In the above-mentioned vehicle-mounted all-round system, camera device sets up in the different position of vehicle in order to obtain multichannel synchronous 2D image (a set of synchronous 2D image promptly) when the vehicle goes, and is concrete, camera device can be the visible light camera, and can be the fisheye camera to in order can realize not having the dead angle control on a large scale. In this embodiment, the vehicle-mounted all-round system includes four camera devices, for example, and install respectively around the automobile body, for example, set up leading camera and rear camera respectively in the locomotive and the rear of a vehicle, set up left side camera and right side camera in the handle position of both sides door. The synchronous multipath 2D images obtained by the four cameras are four paths of synchronous frames. The present invention is not limited thereto, and in another embodiment, the vehicle-mounted surround view system may include more than four cameras, which are respectively arranged at different positions on a vehicle (a real vehicle or an experimental trolley), respectively obtain 2D images, and transmit the 2D images to the vehicle-mounted surround view system according to a plurality of synchronous frames.

The on-line calibration method of the present invention is specifically described below by taking a vehicle-mounted panoramic system having four cameras as an example.

Firstly, executing step S1 to obtain original internal parameters and external parameters of four camera devices in the vehicle-mounted all-round system; when the vehicle runs, the four camera devices shoot scenes around the vehicle at the same time to obtain four paths of synchronous frames, wherein the synchronous frames comprise images of lane lines on the side of the vehicle. In practical application, the lane lines shot by the camera device are straight lines parallel to the vehicle traveling direction, the lane lines have the same width, and two lane lines on the side of the vehicle are parallel.

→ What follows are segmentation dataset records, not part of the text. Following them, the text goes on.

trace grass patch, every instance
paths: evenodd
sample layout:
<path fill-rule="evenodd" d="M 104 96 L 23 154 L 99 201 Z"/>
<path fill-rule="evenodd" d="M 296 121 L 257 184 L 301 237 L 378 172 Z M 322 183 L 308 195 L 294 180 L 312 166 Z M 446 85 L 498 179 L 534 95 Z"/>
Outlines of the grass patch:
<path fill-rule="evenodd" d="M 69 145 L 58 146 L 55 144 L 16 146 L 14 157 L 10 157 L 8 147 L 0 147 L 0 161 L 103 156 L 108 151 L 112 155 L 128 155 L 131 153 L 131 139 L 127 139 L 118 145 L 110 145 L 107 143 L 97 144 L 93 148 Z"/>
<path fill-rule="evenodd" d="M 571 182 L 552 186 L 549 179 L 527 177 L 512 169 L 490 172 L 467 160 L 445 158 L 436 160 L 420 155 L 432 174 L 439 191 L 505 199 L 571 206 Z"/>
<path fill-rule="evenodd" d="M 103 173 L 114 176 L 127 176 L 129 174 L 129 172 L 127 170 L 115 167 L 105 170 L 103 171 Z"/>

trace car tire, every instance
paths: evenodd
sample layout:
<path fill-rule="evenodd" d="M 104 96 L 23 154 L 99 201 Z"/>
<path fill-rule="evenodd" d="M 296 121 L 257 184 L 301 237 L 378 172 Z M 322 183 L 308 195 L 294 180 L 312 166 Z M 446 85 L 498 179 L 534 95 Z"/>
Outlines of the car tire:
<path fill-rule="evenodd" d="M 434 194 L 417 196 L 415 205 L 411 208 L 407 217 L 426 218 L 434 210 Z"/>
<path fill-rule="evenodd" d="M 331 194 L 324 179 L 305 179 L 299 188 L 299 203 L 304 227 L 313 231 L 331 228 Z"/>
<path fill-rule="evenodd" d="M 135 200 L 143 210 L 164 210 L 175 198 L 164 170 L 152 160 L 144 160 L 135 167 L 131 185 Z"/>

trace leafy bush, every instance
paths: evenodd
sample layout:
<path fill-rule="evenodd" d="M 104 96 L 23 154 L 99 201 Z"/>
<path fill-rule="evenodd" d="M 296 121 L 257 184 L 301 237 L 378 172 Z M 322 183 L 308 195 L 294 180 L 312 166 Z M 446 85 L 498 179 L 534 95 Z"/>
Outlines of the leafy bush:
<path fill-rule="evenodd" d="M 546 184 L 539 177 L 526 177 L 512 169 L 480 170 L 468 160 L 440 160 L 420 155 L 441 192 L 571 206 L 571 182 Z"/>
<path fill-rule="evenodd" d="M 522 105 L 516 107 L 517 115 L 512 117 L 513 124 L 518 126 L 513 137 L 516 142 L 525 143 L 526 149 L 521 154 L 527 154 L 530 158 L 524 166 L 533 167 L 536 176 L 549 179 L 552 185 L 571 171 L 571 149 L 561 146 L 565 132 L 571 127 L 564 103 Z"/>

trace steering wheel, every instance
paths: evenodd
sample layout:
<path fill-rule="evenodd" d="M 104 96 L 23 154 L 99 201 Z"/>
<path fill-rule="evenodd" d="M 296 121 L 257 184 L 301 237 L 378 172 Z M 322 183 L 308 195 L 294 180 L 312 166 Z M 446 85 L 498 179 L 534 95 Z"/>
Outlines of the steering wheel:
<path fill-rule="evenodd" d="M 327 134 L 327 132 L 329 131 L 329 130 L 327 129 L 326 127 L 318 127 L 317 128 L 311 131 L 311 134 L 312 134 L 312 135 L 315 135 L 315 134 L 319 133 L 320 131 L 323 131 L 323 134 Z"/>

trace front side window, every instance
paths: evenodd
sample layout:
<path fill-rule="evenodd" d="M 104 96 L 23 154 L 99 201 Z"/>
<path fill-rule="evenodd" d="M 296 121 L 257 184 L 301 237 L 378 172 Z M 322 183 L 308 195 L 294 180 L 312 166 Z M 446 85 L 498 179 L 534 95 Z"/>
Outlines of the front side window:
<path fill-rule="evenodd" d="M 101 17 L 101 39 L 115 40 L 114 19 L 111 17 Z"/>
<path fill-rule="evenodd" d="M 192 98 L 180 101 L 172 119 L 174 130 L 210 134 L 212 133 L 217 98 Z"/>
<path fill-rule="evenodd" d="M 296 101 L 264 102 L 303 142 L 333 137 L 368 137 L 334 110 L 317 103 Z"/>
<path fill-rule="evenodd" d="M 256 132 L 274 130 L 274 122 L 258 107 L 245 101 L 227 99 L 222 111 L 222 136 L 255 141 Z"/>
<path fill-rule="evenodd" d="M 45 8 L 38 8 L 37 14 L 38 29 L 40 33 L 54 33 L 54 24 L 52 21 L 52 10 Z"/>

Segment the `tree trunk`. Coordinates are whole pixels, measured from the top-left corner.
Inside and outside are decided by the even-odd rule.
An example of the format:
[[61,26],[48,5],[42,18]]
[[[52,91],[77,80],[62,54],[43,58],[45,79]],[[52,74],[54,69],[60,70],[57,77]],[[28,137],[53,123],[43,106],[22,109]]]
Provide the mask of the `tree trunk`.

Then, step S2 is executed to perform projective transformation processing on the 2D image to obtain a corresponding 3D image. In this embodiment, when the 2D image is subjected to projection transformation to obtain a corresponding 3D image, at least some of the pixels in the 2D image may be projected from the camera coordinate system to the world coordinate system by using external parameters of the camera device and internal parameters of the camera device.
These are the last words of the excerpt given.